The problem isn't with them not being here... It's the surf. NASTY washing machine surf for a week now. 

We were into pompano before the last couple of tropical weather systems. (going back a month now) There are still a few coming off of the pier at the inlet on marginal days. (they gotta eat sometime, after all) If we could get some clear water to return, this ought to be a hell of a year for pompano. They are definitely out there...


----------



## greg12345 (Jan 8, 2007)

That water looks great and that is the pomp of a lifetime for sure, congrats.
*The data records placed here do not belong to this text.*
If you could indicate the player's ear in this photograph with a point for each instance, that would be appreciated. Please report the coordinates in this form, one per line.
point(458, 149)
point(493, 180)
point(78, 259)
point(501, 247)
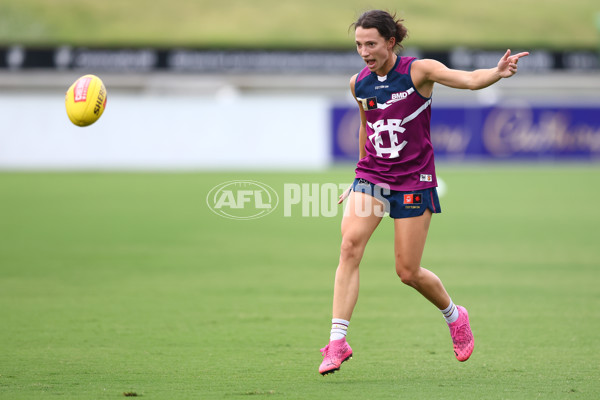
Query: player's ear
point(391, 43)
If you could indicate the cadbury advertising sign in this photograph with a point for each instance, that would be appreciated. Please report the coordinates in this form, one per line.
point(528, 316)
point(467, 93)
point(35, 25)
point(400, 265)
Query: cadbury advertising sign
point(510, 132)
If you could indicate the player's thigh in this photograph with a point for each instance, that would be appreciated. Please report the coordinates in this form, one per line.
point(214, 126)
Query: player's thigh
point(410, 235)
point(361, 216)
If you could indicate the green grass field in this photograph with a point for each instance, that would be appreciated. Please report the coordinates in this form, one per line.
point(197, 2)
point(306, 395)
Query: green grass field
point(122, 282)
point(306, 23)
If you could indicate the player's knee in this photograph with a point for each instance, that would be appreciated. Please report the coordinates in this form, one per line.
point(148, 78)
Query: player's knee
point(408, 276)
point(351, 248)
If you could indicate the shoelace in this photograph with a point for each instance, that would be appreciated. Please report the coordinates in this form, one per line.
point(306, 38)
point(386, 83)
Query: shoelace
point(460, 335)
point(324, 350)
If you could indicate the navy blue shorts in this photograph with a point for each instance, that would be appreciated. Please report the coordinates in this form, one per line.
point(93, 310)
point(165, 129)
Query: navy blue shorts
point(401, 204)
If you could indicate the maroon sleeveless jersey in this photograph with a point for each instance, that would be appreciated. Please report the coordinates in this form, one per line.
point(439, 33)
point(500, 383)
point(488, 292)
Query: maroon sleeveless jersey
point(398, 146)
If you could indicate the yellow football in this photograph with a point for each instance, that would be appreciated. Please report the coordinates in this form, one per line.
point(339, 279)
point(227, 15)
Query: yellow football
point(85, 100)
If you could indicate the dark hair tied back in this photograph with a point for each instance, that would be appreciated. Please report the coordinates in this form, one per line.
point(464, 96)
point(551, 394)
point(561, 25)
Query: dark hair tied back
point(386, 24)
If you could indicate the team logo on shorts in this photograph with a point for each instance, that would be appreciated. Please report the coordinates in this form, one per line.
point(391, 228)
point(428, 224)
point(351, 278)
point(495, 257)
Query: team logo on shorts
point(413, 198)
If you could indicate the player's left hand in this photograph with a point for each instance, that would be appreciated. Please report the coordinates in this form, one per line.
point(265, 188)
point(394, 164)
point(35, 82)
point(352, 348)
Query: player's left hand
point(507, 66)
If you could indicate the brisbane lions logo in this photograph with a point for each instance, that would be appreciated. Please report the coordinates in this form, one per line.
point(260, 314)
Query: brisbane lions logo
point(386, 133)
point(385, 138)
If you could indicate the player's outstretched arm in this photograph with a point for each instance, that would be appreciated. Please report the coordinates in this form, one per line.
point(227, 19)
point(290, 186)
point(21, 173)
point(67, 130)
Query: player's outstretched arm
point(428, 72)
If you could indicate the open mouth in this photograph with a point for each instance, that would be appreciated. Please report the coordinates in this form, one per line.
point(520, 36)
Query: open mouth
point(370, 63)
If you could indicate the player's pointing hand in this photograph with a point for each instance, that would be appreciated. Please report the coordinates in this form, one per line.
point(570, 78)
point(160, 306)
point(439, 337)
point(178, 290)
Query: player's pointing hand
point(507, 66)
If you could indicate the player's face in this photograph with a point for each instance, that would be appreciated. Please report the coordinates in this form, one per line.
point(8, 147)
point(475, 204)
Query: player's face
point(375, 50)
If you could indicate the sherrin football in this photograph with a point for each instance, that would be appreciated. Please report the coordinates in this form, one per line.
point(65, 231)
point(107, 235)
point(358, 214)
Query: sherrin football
point(85, 100)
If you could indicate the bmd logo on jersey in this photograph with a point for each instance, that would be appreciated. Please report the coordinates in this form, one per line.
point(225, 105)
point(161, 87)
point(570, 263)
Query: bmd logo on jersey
point(385, 138)
point(242, 199)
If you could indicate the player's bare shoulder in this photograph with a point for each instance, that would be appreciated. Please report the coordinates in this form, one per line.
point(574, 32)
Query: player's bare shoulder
point(353, 84)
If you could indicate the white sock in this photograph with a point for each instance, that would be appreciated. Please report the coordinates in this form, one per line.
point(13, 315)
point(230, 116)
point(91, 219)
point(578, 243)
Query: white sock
point(450, 313)
point(339, 328)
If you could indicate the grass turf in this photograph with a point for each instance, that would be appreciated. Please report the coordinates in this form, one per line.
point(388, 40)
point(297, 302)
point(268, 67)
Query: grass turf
point(114, 283)
point(307, 23)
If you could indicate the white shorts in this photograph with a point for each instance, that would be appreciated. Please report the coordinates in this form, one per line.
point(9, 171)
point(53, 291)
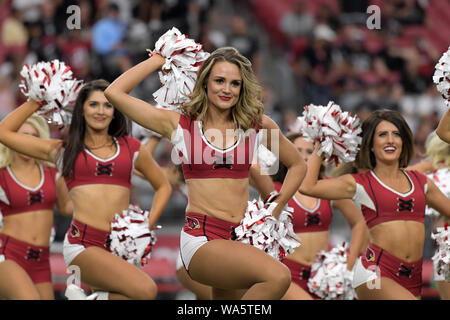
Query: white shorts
point(361, 275)
point(188, 247)
point(437, 277)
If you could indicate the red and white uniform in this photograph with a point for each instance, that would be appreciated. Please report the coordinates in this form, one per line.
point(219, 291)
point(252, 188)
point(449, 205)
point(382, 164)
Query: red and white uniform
point(306, 220)
point(90, 169)
point(379, 204)
point(18, 198)
point(202, 160)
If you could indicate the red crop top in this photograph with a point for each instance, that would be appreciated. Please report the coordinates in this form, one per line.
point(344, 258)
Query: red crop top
point(200, 159)
point(90, 169)
point(379, 203)
point(19, 198)
point(309, 220)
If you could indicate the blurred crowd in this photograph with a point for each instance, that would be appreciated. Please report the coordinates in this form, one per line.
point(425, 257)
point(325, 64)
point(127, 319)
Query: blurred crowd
point(328, 51)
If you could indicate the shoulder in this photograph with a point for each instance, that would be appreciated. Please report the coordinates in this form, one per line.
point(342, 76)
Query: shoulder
point(268, 123)
point(130, 141)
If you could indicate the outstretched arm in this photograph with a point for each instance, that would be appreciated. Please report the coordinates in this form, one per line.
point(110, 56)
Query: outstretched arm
point(360, 232)
point(443, 129)
point(343, 187)
point(118, 93)
point(154, 174)
point(437, 200)
point(26, 144)
point(63, 202)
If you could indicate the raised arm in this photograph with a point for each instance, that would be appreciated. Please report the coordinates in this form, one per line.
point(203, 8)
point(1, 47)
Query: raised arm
point(290, 157)
point(443, 129)
point(118, 93)
point(360, 232)
point(154, 174)
point(26, 144)
point(343, 187)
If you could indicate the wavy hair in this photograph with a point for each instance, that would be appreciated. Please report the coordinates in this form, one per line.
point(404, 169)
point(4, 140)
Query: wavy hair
point(39, 123)
point(74, 141)
point(437, 150)
point(365, 159)
point(249, 108)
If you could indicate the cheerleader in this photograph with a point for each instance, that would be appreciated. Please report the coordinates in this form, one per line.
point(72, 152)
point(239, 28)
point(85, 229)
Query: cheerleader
point(392, 201)
point(29, 190)
point(437, 168)
point(97, 159)
point(312, 218)
point(261, 182)
point(216, 162)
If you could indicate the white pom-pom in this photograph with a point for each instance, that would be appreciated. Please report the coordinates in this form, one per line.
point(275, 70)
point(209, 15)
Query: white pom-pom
point(441, 177)
point(53, 86)
point(131, 239)
point(259, 228)
point(179, 73)
point(441, 258)
point(266, 158)
point(337, 131)
point(441, 76)
point(330, 279)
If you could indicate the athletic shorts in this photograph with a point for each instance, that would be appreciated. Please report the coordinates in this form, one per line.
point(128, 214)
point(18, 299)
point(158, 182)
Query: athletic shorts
point(35, 260)
point(198, 229)
point(81, 236)
point(377, 261)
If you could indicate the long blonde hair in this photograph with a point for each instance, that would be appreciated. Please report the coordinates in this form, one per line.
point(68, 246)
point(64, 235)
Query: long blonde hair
point(39, 123)
point(437, 150)
point(249, 109)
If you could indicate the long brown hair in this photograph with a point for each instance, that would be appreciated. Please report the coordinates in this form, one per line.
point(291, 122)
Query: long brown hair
point(249, 109)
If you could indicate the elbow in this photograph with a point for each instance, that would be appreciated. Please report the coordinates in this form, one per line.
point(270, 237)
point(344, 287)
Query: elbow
point(108, 93)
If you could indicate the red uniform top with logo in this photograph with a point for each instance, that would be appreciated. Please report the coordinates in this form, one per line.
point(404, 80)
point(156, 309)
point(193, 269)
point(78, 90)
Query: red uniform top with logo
point(17, 198)
point(90, 169)
point(306, 220)
point(309, 220)
point(200, 159)
point(379, 204)
point(117, 169)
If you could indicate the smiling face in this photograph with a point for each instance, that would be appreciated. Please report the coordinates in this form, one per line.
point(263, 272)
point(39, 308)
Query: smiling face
point(224, 85)
point(387, 142)
point(98, 112)
point(28, 129)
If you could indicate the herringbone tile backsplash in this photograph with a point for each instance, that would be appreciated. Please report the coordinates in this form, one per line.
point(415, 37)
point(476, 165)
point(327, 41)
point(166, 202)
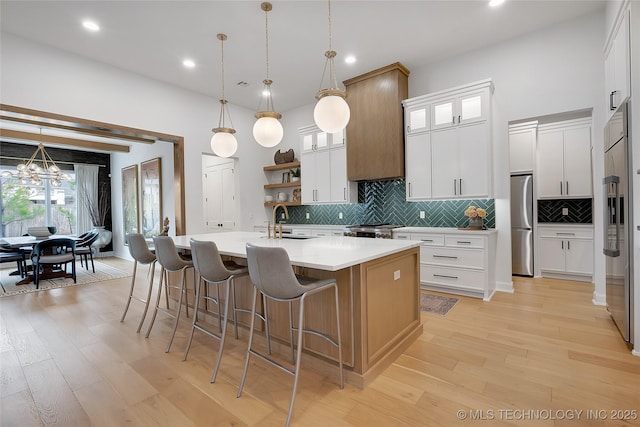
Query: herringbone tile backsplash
point(384, 202)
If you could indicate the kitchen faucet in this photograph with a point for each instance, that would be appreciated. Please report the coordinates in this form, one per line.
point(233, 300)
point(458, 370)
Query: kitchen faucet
point(286, 215)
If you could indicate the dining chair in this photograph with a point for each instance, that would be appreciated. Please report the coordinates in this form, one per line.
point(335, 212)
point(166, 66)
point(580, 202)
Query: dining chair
point(170, 261)
point(84, 249)
point(139, 251)
point(272, 274)
point(51, 253)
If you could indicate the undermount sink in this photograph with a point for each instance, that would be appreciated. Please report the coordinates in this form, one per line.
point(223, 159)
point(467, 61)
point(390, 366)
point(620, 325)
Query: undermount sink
point(293, 236)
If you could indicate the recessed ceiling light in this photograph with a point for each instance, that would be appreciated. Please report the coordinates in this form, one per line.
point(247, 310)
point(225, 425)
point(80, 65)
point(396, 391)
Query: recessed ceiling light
point(90, 25)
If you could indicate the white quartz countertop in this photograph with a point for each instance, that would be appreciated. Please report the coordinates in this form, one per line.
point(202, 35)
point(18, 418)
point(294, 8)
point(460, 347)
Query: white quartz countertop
point(442, 230)
point(330, 253)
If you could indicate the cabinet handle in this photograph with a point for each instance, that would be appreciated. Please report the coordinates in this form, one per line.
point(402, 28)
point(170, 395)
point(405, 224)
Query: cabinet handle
point(445, 276)
point(611, 107)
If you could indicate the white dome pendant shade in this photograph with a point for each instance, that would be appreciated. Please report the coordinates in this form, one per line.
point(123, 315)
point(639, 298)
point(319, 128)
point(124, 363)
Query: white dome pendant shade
point(331, 113)
point(268, 130)
point(223, 142)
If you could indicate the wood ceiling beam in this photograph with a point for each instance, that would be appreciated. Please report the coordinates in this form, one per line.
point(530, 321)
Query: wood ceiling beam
point(76, 129)
point(92, 145)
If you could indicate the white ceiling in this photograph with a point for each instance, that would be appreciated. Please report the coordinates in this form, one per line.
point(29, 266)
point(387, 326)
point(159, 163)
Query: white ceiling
point(152, 38)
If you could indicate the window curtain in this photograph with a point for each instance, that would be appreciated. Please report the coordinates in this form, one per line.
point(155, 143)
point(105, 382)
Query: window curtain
point(87, 189)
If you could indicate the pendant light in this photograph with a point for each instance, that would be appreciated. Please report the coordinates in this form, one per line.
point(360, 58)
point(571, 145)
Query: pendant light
point(267, 130)
point(331, 113)
point(223, 142)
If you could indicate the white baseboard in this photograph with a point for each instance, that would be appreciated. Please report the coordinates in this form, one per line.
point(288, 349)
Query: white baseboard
point(504, 287)
point(599, 299)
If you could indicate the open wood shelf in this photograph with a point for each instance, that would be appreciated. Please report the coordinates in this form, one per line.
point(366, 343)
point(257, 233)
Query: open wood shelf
point(283, 185)
point(281, 166)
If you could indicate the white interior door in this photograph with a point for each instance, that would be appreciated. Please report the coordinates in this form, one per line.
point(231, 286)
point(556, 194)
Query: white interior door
point(218, 187)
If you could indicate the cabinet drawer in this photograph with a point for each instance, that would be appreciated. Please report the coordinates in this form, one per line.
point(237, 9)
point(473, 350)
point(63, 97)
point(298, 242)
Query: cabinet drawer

I change out my hooks after a hard day of flea fishing cuz the shell just dulls the hook too much, even with high quality hooks.


----------



## HStew (Jan 8, 2009)

I've been wanting to catch a Whampano that big since Moby Dick was a minnow!!!


----------



## GCsurfishingirl (Feb 28, 2006)

Nice Pompano Wayne!


----------



## solid7 (Dec 31, 2010)

Chicks that fish are awesome. Sorry, I think out loud, sometimes.


----------



## kingfish (Feb 28, 2004)

GCsurfishingirl said:


> Nice Pompano Wayne!



Thanks Britt, one more pic, that fish is certainly deserving in my book.......


----------



## DavB (Apr 15, 2000)

Dang, I would be afraid of one that size! Well, not... Great catch!


----------